OK, we need to do something about this, since Lucid Desktop is EOL'd at the end of next month. Lucid's APT is clearly broken and/or doesn't like our repository. But the fact that Jacob was also seeing this with Ksplice suggests that something else is going on here. However, given the close association between Ksplice and Debathena, we both may be doing the exact same thing that Lucid doesn't like. Can someone from Ksplice chime in about how that repo is managed/was managed 3 months ago (e.g. reprepro? Something else?)

I think I'm fine with telling people to temporarily disable repo authentication, upgrade, and then turn it back on, but I'd like a better answer.

comment:8 follow-up: ↓ 9 Changed 12 years ago by jdreed

I've wasted far too much time on this, and have stopped caring. The fundamental problem is that _something_ is downloading debathena's InRelease? file instead of its Release file (although naming it as the Release file in /var/lib/apt/lists). I'll note that the upgrade from Lucid to Precise goes across a version where support for InRelease? became a thing. If people encounter this in the wild, I'm going to tell them to add this to /etc/update-manager/release-upgrades.d/debathena.cfg and move on with their lives:

[Distro]
AllowUnauthenticated=yes

(and then delete it after the upgrade)

comment:9 in reply to: ↑ 8 Changed 12 years ago by kaduk

Replying to jdreed:

[Distro]
AllowUnauthenticated=yes

(and then delete it after the upgrade)

I'm not super-happy about that, but don't really have a better alternative handy. Would you be willing to suggest a new install instead of upgrading, if appropriate for the user's use-case?

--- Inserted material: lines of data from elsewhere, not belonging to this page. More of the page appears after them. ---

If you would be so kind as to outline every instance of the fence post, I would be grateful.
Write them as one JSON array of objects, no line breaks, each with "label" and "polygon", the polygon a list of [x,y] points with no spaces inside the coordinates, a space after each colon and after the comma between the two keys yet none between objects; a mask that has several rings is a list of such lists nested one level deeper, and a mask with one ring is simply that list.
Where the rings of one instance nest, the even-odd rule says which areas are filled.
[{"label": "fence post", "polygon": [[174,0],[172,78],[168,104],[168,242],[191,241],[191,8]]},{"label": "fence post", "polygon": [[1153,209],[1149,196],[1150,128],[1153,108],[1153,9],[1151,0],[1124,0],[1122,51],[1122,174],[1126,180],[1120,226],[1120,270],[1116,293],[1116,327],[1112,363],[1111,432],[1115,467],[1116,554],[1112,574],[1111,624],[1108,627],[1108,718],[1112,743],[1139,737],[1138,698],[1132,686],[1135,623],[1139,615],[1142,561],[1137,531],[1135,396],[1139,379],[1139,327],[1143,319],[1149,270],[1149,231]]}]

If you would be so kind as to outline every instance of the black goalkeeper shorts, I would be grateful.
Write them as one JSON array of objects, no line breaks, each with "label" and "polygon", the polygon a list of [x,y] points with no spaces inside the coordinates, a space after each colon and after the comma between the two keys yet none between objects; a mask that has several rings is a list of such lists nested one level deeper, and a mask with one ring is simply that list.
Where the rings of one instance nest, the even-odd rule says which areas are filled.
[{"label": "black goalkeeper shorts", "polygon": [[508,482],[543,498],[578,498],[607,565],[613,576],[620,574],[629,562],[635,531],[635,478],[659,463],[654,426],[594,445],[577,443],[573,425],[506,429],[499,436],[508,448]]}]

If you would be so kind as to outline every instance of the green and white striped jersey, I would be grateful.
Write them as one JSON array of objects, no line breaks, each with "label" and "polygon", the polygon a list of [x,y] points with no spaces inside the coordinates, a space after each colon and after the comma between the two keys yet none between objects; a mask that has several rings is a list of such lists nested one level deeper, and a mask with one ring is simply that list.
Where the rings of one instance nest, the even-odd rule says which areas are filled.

comment:10 Changed 12 years ago by jdreed

Yes, this would be a last resort. But geofft also said he'd poke at it if I gave him a broken VM, which I will do later.

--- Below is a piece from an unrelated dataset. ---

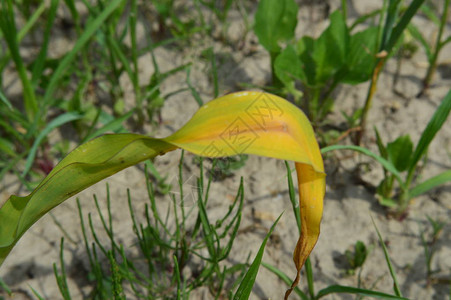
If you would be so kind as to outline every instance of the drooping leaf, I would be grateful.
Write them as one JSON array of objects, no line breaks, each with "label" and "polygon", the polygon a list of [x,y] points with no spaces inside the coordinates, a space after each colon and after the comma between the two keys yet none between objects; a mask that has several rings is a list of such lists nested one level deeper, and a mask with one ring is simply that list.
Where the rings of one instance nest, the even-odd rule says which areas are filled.
[{"label": "drooping leaf", "polygon": [[377,32],[377,27],[370,27],[351,36],[344,70],[338,73],[344,74],[341,82],[358,84],[370,79],[376,64]]},{"label": "drooping leaf", "polygon": [[124,168],[177,148],[207,157],[246,153],[295,161],[302,234],[293,258],[299,278],[319,235],[325,193],[323,161],[304,113],[280,97],[261,92],[238,92],[213,100],[164,139],[113,134],[77,147],[30,195],[11,196],[0,208],[0,264],[31,225],[67,198]]},{"label": "drooping leaf", "polygon": [[269,52],[279,52],[281,41],[294,36],[298,6],[294,0],[262,0],[255,13],[255,34]]}]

comment:11 Changed 12 years ago by jdreed

A borked VM (NAT, 1G RAM, 20G disk) is available here:
 http://loop.mit.edu/borked.tgz (1.2GB)

Steps to reproduce:

  • install from ubuntu-10.04.4-desktop-amd64.iso
  • apt-get update && apt-get dist-upgrade
  • reboot
  • wget http://debathena.mit.edu/install-debathena.sh
  • sudo sh install-debathena.sh
  • select standard, no extra-software
  • do-release-upgrade
  • shutdown VM
  • tar up VM directory

comment:12 Changed 12 years ago by jdreed

I wonder if less dumb solution is for debathena to temporarily stop using InRelease? files (can we do that?).

comment:13 Changed 12 years ago by jdreed

  • Status changed from accepted to closed
  • Resolution set to fixed

"Fixed" by adding a RewriteRule? that denies any InRelease? file to any user-agent that appears to be the broken version of APT. I don't know what the upstream bug is, and don't really care at this point.